Regarding SCI, previous research showed that intravenous MSC-derived exosomes (MSC-exos) can specifically target M2-type macrophages at the SCI site [78]. Zhao et al. showed that MSC-exos mainly gather at the SCI site and bind to microglia (to inhibit complement release) and SCI-activated NF-κB (to inhibit inflammatory damage) [122]. These findings suggest that MSC-exos may mediate some of the functional roles of MSCs in SCI.
MSC-exos also alleviate SCI by participating in macrophage polarization. In an SCI model, MSC-exos promoted functional recovery by inducing the mRNA expression of M2 macrophage markers, including CD206, IL-10, and Arg-1, and facilitated bone marrow-derived macrophage polarization from an M1 to an M2 phenotype. In addition, MSC-exos also decreased the levels of pro-inflammatory cytokines (TNF-α, IL-6, granulocyte colony-stimulating factor, IFN-γ, MCP-1, and macrophage inflammatory protein-1α), while increasing the levels of the anti-inflammatory cytokines, IL-4 and IL-10 [123].
Oxygen concentration plays an important role in the processes of MSC proliferation, differentiation, and self-renewal [124]. However, the oxygen concentration under in vitro culture conditions (21%) is much higher than that in the body under physiological conditions (≤ 2–8%).

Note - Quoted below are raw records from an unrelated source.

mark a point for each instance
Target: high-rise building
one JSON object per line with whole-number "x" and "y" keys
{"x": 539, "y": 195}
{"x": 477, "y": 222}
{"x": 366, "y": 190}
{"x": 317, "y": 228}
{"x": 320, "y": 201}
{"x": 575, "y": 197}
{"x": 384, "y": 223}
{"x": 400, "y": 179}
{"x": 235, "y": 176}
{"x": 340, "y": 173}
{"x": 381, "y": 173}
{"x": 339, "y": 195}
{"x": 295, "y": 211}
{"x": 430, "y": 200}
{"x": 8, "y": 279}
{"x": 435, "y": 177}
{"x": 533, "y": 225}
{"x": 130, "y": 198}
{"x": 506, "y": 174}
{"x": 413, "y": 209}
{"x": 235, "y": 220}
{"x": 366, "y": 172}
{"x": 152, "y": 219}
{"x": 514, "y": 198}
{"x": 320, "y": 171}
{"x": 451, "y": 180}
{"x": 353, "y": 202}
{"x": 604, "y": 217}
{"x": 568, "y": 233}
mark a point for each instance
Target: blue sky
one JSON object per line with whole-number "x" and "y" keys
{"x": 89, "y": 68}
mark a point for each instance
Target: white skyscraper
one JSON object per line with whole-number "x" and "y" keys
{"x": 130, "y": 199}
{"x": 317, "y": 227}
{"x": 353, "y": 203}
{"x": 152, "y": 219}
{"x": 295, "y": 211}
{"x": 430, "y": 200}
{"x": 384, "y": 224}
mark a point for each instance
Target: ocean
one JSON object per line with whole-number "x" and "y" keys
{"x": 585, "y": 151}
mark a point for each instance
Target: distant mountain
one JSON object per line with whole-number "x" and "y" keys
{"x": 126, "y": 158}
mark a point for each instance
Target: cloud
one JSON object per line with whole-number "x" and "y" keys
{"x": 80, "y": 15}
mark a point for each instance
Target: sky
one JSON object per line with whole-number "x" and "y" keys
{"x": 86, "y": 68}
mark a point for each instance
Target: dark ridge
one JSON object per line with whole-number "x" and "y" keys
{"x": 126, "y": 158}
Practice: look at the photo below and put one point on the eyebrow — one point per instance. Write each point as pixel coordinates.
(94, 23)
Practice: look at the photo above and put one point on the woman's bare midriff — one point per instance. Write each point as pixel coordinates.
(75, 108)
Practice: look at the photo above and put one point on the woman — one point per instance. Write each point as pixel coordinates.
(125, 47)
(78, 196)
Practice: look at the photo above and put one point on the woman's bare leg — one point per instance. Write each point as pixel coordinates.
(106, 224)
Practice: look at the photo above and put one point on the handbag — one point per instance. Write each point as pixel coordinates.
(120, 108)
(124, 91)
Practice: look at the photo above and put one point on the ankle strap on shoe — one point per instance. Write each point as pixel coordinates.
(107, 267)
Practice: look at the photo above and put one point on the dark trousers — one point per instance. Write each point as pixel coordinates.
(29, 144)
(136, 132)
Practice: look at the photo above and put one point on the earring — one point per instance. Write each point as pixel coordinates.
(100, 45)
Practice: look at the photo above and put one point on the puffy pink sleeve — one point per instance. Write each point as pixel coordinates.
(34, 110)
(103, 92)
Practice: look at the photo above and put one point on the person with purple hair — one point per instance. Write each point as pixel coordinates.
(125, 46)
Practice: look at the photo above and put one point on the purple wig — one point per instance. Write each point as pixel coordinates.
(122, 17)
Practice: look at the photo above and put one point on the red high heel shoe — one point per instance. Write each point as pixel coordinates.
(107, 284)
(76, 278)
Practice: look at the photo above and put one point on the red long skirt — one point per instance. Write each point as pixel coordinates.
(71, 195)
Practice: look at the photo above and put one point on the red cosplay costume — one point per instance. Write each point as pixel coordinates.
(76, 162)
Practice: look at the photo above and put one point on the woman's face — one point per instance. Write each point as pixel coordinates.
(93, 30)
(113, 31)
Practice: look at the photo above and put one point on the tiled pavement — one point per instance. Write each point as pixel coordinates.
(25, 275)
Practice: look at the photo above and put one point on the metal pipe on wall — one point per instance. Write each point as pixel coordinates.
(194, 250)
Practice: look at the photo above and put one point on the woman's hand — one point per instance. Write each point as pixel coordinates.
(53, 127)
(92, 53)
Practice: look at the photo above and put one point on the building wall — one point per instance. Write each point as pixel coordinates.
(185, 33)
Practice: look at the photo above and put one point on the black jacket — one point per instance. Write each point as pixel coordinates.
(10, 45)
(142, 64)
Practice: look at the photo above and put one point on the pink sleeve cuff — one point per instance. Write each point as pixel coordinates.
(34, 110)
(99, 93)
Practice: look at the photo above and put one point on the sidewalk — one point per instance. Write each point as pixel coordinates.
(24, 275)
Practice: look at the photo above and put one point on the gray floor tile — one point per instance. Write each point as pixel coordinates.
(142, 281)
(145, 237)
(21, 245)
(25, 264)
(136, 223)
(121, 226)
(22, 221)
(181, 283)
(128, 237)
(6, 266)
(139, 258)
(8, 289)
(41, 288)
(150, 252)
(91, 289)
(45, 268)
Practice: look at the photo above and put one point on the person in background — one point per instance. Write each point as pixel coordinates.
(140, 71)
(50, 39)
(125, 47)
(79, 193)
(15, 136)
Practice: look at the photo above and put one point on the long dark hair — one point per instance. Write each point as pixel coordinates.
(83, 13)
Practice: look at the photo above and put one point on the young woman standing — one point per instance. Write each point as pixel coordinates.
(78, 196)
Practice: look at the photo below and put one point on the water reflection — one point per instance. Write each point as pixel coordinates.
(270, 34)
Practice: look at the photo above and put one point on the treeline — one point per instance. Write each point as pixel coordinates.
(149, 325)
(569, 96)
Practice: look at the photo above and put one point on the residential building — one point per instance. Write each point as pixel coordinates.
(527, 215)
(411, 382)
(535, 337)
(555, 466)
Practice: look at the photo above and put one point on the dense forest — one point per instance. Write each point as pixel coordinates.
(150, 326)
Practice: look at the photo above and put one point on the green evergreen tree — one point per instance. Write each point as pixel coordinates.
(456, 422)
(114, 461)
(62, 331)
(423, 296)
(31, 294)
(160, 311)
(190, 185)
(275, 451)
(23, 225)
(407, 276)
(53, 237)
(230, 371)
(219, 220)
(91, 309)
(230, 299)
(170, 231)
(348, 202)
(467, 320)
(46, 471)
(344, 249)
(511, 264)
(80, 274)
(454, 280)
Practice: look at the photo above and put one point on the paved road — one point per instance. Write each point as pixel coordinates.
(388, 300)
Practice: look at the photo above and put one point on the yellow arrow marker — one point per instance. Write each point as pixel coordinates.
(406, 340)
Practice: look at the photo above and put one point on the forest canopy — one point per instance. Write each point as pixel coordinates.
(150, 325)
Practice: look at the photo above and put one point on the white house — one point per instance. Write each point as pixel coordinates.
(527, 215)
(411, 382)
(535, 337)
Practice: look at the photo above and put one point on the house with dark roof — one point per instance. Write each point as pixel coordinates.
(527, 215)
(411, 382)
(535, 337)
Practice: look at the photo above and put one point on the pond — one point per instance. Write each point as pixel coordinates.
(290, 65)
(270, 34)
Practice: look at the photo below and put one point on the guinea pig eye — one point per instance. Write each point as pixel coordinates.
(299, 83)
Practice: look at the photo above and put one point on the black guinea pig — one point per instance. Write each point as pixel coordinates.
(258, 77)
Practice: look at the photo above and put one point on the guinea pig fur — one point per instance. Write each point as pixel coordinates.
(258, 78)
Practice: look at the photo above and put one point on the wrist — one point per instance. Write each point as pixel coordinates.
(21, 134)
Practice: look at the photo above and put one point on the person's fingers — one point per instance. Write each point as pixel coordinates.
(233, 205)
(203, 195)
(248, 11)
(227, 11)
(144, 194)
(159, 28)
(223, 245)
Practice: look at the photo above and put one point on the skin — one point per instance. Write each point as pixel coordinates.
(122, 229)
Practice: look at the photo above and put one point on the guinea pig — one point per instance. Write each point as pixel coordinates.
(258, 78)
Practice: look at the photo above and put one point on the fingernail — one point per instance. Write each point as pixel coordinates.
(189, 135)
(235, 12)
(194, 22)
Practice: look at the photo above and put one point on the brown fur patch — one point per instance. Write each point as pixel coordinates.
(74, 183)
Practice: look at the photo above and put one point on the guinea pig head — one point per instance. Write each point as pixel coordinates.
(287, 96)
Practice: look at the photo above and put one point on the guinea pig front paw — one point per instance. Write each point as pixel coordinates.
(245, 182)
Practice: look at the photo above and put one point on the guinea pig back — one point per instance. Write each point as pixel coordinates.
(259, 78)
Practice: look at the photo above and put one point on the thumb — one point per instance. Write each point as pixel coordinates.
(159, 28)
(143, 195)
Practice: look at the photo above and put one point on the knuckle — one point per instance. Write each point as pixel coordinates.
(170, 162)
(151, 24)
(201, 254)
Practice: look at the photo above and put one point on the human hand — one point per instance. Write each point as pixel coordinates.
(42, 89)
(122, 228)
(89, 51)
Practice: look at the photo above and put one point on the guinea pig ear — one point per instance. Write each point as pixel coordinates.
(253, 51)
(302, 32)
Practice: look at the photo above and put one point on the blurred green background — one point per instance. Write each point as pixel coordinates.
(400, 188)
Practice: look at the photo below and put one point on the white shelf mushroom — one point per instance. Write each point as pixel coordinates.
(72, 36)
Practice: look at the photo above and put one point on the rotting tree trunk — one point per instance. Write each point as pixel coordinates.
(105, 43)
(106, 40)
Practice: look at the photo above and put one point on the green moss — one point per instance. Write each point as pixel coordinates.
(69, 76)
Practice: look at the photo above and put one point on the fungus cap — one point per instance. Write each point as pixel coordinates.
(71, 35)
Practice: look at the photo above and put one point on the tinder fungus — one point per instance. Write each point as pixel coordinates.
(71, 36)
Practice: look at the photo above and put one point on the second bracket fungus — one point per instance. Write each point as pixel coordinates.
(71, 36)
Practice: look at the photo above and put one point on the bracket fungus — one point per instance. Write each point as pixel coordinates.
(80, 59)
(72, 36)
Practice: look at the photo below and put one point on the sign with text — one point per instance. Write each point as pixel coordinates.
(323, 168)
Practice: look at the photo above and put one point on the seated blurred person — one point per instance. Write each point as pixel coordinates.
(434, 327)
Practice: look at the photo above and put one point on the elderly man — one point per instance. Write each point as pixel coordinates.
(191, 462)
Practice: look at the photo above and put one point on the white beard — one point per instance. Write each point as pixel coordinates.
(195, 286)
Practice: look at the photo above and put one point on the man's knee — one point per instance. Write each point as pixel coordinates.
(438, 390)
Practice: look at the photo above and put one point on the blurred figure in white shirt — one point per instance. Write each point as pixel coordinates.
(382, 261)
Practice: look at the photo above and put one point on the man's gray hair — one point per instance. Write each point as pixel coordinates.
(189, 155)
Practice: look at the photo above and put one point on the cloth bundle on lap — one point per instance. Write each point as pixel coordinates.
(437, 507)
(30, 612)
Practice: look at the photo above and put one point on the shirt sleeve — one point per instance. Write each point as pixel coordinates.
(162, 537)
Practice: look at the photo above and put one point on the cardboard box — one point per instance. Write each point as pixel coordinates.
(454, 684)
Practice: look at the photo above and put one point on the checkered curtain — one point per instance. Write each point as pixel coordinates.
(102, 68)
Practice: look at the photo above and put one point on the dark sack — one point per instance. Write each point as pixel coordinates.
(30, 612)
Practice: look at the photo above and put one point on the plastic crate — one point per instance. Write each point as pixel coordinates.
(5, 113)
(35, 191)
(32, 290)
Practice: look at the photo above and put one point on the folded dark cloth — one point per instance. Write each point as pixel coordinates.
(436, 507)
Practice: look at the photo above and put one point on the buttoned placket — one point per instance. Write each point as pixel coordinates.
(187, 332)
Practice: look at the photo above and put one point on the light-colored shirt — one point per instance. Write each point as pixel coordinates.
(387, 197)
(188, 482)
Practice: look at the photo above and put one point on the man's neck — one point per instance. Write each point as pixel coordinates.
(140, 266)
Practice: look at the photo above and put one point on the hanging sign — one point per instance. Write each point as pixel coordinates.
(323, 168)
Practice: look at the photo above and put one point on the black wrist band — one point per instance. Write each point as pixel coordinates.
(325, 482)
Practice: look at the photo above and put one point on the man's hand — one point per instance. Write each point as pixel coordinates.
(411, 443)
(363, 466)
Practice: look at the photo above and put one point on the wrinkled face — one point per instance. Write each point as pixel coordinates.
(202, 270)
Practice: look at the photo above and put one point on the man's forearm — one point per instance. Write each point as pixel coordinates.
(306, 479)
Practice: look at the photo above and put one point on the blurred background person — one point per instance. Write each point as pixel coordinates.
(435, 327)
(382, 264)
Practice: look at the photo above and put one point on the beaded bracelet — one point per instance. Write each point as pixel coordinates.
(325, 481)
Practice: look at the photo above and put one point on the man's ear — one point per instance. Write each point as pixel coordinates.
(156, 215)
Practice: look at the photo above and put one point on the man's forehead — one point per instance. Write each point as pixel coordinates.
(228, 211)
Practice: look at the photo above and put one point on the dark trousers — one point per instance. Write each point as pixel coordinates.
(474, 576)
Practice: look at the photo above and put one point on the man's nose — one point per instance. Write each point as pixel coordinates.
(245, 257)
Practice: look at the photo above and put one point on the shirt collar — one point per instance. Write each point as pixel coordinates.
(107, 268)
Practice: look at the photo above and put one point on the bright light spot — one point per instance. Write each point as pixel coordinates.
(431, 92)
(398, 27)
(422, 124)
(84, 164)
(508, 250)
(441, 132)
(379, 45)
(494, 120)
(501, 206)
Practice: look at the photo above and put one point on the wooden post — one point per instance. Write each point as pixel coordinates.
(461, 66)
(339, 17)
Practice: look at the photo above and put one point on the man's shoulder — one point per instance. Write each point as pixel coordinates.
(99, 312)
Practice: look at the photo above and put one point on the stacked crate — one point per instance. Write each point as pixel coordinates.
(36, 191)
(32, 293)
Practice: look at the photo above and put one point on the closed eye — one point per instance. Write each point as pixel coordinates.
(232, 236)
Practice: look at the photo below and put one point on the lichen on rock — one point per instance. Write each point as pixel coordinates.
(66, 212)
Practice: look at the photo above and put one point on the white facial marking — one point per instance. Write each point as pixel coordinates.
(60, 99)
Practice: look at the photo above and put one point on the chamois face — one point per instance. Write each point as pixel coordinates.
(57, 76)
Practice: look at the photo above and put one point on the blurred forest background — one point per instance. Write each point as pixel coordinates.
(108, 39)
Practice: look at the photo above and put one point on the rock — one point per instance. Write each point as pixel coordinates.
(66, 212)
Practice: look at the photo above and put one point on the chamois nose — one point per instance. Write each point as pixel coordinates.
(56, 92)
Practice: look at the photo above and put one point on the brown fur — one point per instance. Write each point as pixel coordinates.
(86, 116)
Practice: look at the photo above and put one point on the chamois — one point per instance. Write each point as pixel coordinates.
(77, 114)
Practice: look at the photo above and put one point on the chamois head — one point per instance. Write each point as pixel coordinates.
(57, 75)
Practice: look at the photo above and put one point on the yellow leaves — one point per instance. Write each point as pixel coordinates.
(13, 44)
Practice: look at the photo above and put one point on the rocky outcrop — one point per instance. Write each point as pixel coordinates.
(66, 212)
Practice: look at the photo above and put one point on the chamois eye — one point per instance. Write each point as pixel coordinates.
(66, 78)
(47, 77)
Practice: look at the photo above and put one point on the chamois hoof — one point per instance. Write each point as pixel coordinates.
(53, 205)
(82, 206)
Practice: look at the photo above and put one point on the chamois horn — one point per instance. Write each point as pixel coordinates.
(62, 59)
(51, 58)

Hypoxic pretreatment of MSCs (to simulate the hypoxic environment in the body) can significantly improve their biological functions and activities, thereby improving the efficacy of treatment in various disease models [125, 126]. Correspondingly, exosomes secreted by MSCs with hypoxic pretreatment showed better repair effects than the exosomes secreted by normal MSCs, suggesting that hypoxia preconditioning is a promising and effective approach for improving the efficacy of MSC-exos [127]. Liu et al. showed that hypoxia-preconditioned MSC-exos were rich in miR-216a-5p, which was transferred to microglia and targeted expression of the TLR4 gene, thereby inhibiting the TLR4–NF-κB pathway and activating the PI3K–AKT pathway, eventually promoting polarization of microglia to alleviate SCI [128]. Shao et al. reported that exosomes secreted by hypoxia-pretreated human amnion-derived MSCs (HExos) showed inhibited expression of inflammatory factors and increased polarization of microglia from M1 to M2, which promoted functional recovery after SCI. Importantly, high-throughput sequencing analysis revealed high expression of the lncRNA, Gm37494, in HExos, which can downregulate miR-130b-3p expression and upregulate PPARγ expression. The former can promote the expression of inflammatory factors, and the latter can inhibit the NF-κB light-chain enhancer (related to STAT activity) to inhibit NF-κB and the expression of M1 markers [129, 130].
Summary and discussion
A series of pathophysiological changes occur after SCI. The primary injury is related to the destruction of axons and neurons. The secondary injury is caused by nerve inflammation, which directly or indirectly controls the sequelae of SCI and can lead to morphological edema, cavitation, and reactive glial hyperplasia. SCI treatment is challenging because it can lead to many irreversible pathological reactions. Given that the immune response in SCI is a “double-edged sword,” beneficial aspects should be promoted during treatment, rather than completely inhibiting inflammation. The pro-inflammatory and anti-inflammatory effects of macrophages during different stages of SCI are important causes of symptoms at different periods. The direction of polarization can differ in macrophages, and many pathways and cytokines are involved in regulating polarization. The representative pathways are the PI3K–Akt-signaling pathway, the Notch-signal pathway, the JAK–STAT-signal pathway, the TGF-β-signaling pathway, and the TLR4–NF-κB-signaling pathway. MSCs have great potential for spinal cord repair and represent promising candidates for long-term treatment of secondary SCI, caused by neuroinflammation.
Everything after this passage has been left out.